Tuesday, May 02, 2006

My crazy travel day

a.k.a. the worst travel day ever.

I have flown to Europe in less time than it took me to get home from Eugene on Sunday. I got to the airport over an hour early, and anyone who's been through the Eugene airport knows that it takes about 15 minutes from the time you arrive to the time you're sitting at your gate. Well, I stood at that ticket counter with my new friend from United, Robin, for 2.5 hours. There had been some sort of a lock on my ticket, and they couldn't access it, even though it showed me on the flight. Robin called the airline several times and kept getting disconnected. My flight came and went, as did two others that could have got me out of Eugene and into Iowa the same night. Unfortunately, my travel plans weren't exactly flexible. I had a recording session in Grinnell, Iowa at 10am the next morning.

I had two choices: 1) Take three planes including a red-eye to Chicago, getting to Des Moines at 9:30am, half an hour before the recording session started an hour's car ride away. 2) Stay overnight in Eugene, get an early flight out, and miss the session altogether.
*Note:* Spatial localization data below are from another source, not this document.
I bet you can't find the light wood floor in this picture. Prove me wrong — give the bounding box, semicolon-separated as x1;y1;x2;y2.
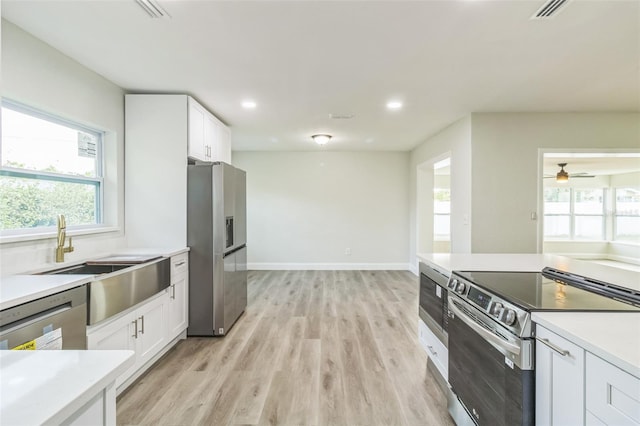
117;270;454;426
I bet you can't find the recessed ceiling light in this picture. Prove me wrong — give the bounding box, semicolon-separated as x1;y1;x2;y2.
242;100;257;109
386;101;403;110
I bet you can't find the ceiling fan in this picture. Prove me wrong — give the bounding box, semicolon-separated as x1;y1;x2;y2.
544;163;595;182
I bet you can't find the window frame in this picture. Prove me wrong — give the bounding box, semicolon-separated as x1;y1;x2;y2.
0;99;105;236
543;187;606;241
613;187;640;242
433;187;451;240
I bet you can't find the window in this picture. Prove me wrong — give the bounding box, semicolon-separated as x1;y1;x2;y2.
614;188;640;242
1;101;103;233
434;188;450;239
543;188;605;240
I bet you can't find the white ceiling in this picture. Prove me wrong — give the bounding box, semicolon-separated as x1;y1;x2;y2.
2;0;639;152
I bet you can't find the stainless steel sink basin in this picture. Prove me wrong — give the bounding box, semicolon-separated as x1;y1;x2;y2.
38;258;171;325
44;263;133;275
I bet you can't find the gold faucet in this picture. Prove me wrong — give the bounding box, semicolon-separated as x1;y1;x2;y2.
55;214;74;262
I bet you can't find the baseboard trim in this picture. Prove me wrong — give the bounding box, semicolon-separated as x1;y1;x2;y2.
248;262;412;271
408;263;419;276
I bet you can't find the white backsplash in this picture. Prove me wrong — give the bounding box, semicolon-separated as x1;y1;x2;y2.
0;233;127;276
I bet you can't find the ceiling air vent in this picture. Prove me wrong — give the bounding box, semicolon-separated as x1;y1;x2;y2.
135;0;171;19
531;0;571;19
329;113;355;120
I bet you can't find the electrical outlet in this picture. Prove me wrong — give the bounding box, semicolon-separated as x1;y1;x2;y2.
345;248;351;255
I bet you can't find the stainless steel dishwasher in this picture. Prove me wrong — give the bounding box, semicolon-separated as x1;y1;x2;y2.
0;286;87;350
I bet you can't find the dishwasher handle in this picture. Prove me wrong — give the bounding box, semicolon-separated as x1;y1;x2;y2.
0;303;72;335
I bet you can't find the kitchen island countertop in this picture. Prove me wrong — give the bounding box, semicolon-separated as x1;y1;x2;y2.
417;252;640;292
0;350;135;425
532;311;640;378
418;253;640;377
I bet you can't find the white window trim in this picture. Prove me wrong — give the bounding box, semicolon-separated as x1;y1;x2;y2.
0;226;120;244
1;99;107;238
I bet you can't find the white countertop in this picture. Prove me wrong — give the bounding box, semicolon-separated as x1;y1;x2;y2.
0;247;190;311
116;246;190;258
533;312;640;378
0;275;93;311
0;350;135;425
417;253;640;292
417;253;566;275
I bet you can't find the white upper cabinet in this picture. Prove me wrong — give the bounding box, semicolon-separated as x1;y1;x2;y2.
216;118;232;164
187;96;229;163
187;98;207;162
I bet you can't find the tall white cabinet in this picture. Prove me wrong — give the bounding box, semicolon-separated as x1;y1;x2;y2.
125;94;231;248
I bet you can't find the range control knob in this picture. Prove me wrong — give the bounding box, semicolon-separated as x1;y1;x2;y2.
449;279;458;290
455;282;466;294
503;309;517;326
491;302;503;317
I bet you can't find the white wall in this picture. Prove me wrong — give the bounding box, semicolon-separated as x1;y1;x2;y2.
233;151;410;269
611;171;640;188
0;20;126;275
470;112;640;253
409;116;472;271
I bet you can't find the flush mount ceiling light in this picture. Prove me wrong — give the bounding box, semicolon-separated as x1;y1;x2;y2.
556;163;569;183
311;134;332;145
386;101;403;110
241;100;257;109
134;0;170;18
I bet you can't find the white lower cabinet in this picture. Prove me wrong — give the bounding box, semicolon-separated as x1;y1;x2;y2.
86;252;189;393
87;292;168;389
535;324;640;426
535;325;585;425
168;253;189;339
586;353;640;426
135;293;168;366
418;319;448;380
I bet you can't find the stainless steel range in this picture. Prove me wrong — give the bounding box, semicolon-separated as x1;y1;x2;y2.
445;267;640;426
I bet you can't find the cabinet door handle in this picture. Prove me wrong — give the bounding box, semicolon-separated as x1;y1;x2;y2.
171;284;176;299
139;316;145;335
174;261;186;267
132;320;138;339
535;336;570;357
427;345;438;357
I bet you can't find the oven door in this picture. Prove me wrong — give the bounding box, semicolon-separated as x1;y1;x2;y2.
448;294;534;426
418;263;448;343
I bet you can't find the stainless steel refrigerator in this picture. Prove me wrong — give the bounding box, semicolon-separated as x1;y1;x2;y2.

So I chose the red-eye route. 2.5 hours until that flight in Eugene, then 5 hours in Portland, an overnight to Chicago, 3 hours in Chicago, 1 hour to Des Moines, where Dave met me with my instruments and music, then a 1 hour drive to Grinnell. So the first time I'd played my English horn in a week was with no warm-up, sightreading (as the music was dropped off at my house the night before I left for Eugene) a solo in a recording session, which had started 45 minutes earlier. That was fun too, walking in, jumping over five musicians to get to the middle of a band jam-packed on a stage. The director knew I'd be late, and luckily he was really nice about it.

Boy, I had a great nap when we finally got home that afternoon.

I'd had long travel days before. I remember not sleeping for 52 hours once, after an all-nighter in Toronto before heading to Japan with NYO. We'd had a concert the night before and had gone out to celebrate. When you're out until 3am and have to leave for the airport at 4am, there's really no point in sleeping.

Well, I've been pretty sleepy for the past couple of days. It's time to get cracking. I have quite a bit of ground to cover before my next test in Eugene. I was going to fly back in a couple weeks, but the plane tickets are really expensive at such short notice. So now, although I'll have a bit more time to study, I'll be spreading myself a bit thinner than I'd like before my last (ever) exam.

First order of business: new reeds. 8 performances in 6 days next week for the Andrew Lloyd Webber gig. Eek!

Yeah, Oilers! Let's hope the Flames pull their act together on Wednesday--they were pretty bad last night. It'll be a great battle of the Alberta teams next round if (I mean when) the Flames pull through! Have a nice spring day, everyone!